I am required to find the first integral of the equation: $F(z,x,y,c_1,c_2)=0$
I wrote down the Charpit's/auxiliary equations:
$\frac{dp}{a}=\frac{dq}{b}=\frac{dz}{3q^2p}=\frac{dx}{q^2}=\frac{dy}{2qp}$.
In the course of solving which I have arrived at the following system of equations (1):
$dz=pdx+qdy$
$z=\frac{3b^2p^4}{4a^3}-\frac{2bc_1p^3}{a^3}+\frac{3c_1^2p^2}{2a^3}+c_5$;
$x=\frac{b^2p^3}{3a^3}-\frac{bc_1p^2}{a^3}+\frac{(c_1)^2p}{a^3}+c_4$;
$y=\frac{2bp^3}{3a^2}-\frac{c_1p^2}{a^2}-c_3$,
where $c_1,c_3,c_4$ and $c_5$ are constants which should add up to two constants $c_1$ and $c_2$ in the end. As you can see, this system of equations is only not resolved with respect to $p$, which is the only term I haven't been able to write in the form of $g(z,x,y)$.
The system (1) is correct when substituted into the equation, I've checked. The only fraction i haven't used in any way is the third one: $\frac{dz}{3q^2p}=\frac{dz}{3(\frac{bp-c_1}{a})^2p}$.
The equation for $x$ is a non-linear first order ODE, because there is no $y$ in the equation, but Wolfram Alpha does not solve it, for whatever reason. If it can be solved with respect to $z$ ($p=\frac{dz}{dx}$), then my problem is solved. How could i do that? If it can be done, then my immediate follow-up question is the following: why didn't i need to use the fraction $\frac{dz}{3q^2p}=\frac{dz}{3(\frac{bp-c_1}{a})^2p}$ in the course of solving the problem?

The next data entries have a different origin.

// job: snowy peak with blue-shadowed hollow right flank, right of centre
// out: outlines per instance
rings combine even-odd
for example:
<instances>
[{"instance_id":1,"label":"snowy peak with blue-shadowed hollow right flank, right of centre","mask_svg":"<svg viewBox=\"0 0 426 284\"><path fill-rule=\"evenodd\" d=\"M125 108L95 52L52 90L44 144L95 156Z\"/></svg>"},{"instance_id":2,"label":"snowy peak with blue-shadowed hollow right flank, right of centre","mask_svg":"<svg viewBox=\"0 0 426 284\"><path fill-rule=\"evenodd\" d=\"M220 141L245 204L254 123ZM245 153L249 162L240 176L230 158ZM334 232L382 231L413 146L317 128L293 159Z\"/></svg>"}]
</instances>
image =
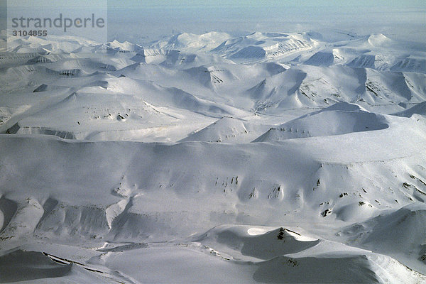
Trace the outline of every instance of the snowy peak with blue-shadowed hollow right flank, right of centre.
<instances>
[{"instance_id":1,"label":"snowy peak with blue-shadowed hollow right flank, right of centre","mask_svg":"<svg viewBox=\"0 0 426 284\"><path fill-rule=\"evenodd\" d=\"M388 121L386 121L384 116L361 110L355 104L338 103L327 109L312 112L311 114L301 116L298 119L269 129L253 142L340 135L386 128L388 128Z\"/></svg>"}]
</instances>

I had also obtained the following equations:
$bp=aq+c_1$ or $q=\frac{bp-c_1}{a}$,
$dy=dp(\frac{2bp^2}{a^2}-\frac{2pc_1}{a^2})$ and
$dx=\frac{dp}{a}(\frac{bp-c_1}{a})^2$.
I've tried to somehow arrive at $z=f(x,y,c_1,c_2)$ or $F(z,x,y,c_1,c_2)=0$, but had no success because the system (1) is not nicely linear and terms with $p$ always crawl into calculations. I'm now out of ideas.

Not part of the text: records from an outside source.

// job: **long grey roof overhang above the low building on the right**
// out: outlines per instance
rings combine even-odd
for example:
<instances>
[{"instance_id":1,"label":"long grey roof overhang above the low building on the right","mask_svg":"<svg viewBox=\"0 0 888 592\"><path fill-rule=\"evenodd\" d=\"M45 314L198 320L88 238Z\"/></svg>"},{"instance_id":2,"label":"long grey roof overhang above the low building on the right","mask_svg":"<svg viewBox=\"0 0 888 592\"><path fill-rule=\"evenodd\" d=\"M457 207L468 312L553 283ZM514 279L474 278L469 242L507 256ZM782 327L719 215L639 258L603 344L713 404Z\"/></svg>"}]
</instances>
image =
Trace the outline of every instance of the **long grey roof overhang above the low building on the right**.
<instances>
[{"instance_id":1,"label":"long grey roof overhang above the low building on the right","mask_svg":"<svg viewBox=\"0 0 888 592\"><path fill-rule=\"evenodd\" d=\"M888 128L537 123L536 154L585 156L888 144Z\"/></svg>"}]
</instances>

Could anybody perhaps help me in some way? Or help me solve the ODE $x=\frac{b^2p^3}{3a^3}-\frac{bc_1p^2}{a^3}+\frac{(c_1)^2p}{a^3}+c_4$? Thank you!
Best Answer
@Nick The Dick. Your calculus is correct.
An equation not used is : $$\frac{dq}{b}=\frac{dz}{3q^2p}=\frac{dz}{3q^2(\frac{aq+c_1}{b})}$$ $$dz=3b^2q^2(aq+c_1)dq$$ $$z=\frac34 ab^2q^4+c_1b^2q^3+C$$ $$z=\frac34 ab^2q^4+(bp-aq)b^2q^3+C$$ $$z=b^2q^3(bp-\frac14 aq)+C$$